Amazon wearing trousers and carrying a shield with an attached patterned cloth and a quiver. Ancient Greek Attic white-ground alabastron, ca. 470 BC, British Museum, London Although women began wearing men's trousers for outdoor work a hundred years earlier in Western countries, it was taboo for women to wear trousers. It was only in the 1960s that trousers became acceptable wear for Western women.[32] Starting around the mid-19th century, Wigan pit brow girls scandalized Victorian society by wearing trousers for their work at the local coal mines. They wore skirts over their trousers and rolled them up to their waists to keep them out of the way. Although pit brow lasses worked above ground at the pit-head, their task of sorting and shovelling coal involved hard manual labour, so wearing the usual long skirts of the time would have greatly hindered their movements. Women working the ranches of the 19th-century American West also wore trousers for riding. In the early 20th century aviatrices and other working women often wore trousers. Frequent photographs from the 1930s of actresses Marlene Dietrich and Katharine Hepburn in trousers helped make trousers acceptable for women. During World War II, women working in factories and doing other forms of "men's work" on war service wore trousers when the work demanded it.
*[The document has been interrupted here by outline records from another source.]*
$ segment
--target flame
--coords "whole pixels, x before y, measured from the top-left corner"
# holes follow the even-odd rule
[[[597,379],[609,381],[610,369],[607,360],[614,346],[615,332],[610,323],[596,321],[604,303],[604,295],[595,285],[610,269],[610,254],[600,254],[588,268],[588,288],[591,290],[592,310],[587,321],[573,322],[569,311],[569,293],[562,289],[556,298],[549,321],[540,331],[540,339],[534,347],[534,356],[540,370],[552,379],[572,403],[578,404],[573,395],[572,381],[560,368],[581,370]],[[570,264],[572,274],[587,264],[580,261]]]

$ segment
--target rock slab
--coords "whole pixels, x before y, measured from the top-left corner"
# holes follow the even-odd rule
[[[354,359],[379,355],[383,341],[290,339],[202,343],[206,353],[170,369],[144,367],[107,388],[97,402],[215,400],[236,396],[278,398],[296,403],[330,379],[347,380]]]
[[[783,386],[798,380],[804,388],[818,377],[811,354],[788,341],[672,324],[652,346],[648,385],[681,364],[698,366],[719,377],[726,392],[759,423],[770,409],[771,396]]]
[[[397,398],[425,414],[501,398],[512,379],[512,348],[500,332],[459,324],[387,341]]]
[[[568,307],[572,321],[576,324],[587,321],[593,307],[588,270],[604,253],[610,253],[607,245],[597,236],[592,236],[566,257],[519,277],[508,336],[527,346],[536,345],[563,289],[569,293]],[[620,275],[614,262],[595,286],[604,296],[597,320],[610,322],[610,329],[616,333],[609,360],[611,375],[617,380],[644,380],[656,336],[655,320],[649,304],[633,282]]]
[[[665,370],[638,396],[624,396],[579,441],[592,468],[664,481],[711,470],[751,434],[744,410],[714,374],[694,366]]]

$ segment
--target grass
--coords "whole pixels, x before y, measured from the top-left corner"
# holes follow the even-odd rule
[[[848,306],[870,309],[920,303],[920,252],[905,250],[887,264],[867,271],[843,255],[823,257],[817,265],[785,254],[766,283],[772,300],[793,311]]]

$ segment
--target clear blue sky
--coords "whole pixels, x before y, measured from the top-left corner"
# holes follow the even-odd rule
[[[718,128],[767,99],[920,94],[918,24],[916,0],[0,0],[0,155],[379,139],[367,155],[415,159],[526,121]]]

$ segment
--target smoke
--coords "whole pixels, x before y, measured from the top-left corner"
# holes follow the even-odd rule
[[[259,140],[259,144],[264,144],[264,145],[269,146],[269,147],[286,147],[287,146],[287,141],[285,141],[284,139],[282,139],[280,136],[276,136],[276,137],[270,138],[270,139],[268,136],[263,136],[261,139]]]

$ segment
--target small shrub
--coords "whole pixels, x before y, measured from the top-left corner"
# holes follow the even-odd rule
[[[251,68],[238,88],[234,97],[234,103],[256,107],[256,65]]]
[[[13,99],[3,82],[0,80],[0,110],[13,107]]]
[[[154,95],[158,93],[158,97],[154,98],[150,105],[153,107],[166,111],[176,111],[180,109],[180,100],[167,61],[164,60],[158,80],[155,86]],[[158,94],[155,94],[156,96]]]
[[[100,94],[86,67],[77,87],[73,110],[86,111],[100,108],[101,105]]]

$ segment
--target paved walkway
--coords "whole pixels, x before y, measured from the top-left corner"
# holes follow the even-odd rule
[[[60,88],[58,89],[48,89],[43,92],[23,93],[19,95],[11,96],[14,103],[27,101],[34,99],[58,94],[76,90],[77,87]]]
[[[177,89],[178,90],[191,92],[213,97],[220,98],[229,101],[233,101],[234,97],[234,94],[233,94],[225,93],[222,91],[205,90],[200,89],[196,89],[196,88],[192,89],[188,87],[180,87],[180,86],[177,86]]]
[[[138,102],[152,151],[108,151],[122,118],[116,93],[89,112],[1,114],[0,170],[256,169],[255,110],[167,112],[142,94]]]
In the post-war era, trousers became acceptable casual wear for gardening, the beach, and other leisurely pursuits. In Britain during the Second World War, because of the rationing of clothing, many women took to wearing their husbands' civilian clothes, including their trousers, to work while their husbands were away from home serving in the armed forces. This was partly because they were seen as practical garments of workwear and partly to allow women to keep their clothing allowance for other uses. As this practice of wearing trousers became more widespread and as the men's clothing wore out, replacements were needed. By the summer of 1944, it was reported that sales of women's trousers were five times more than they had been in the previous year.[33] In the 1960s, Andr Courrges introduced long trousers for women as a fashion item, leading to the era of the pantsuit and designer jeans and the gradual eroding of social prohibitions against girls and women wearing trousers in schools, the workplace and in fine restaurants.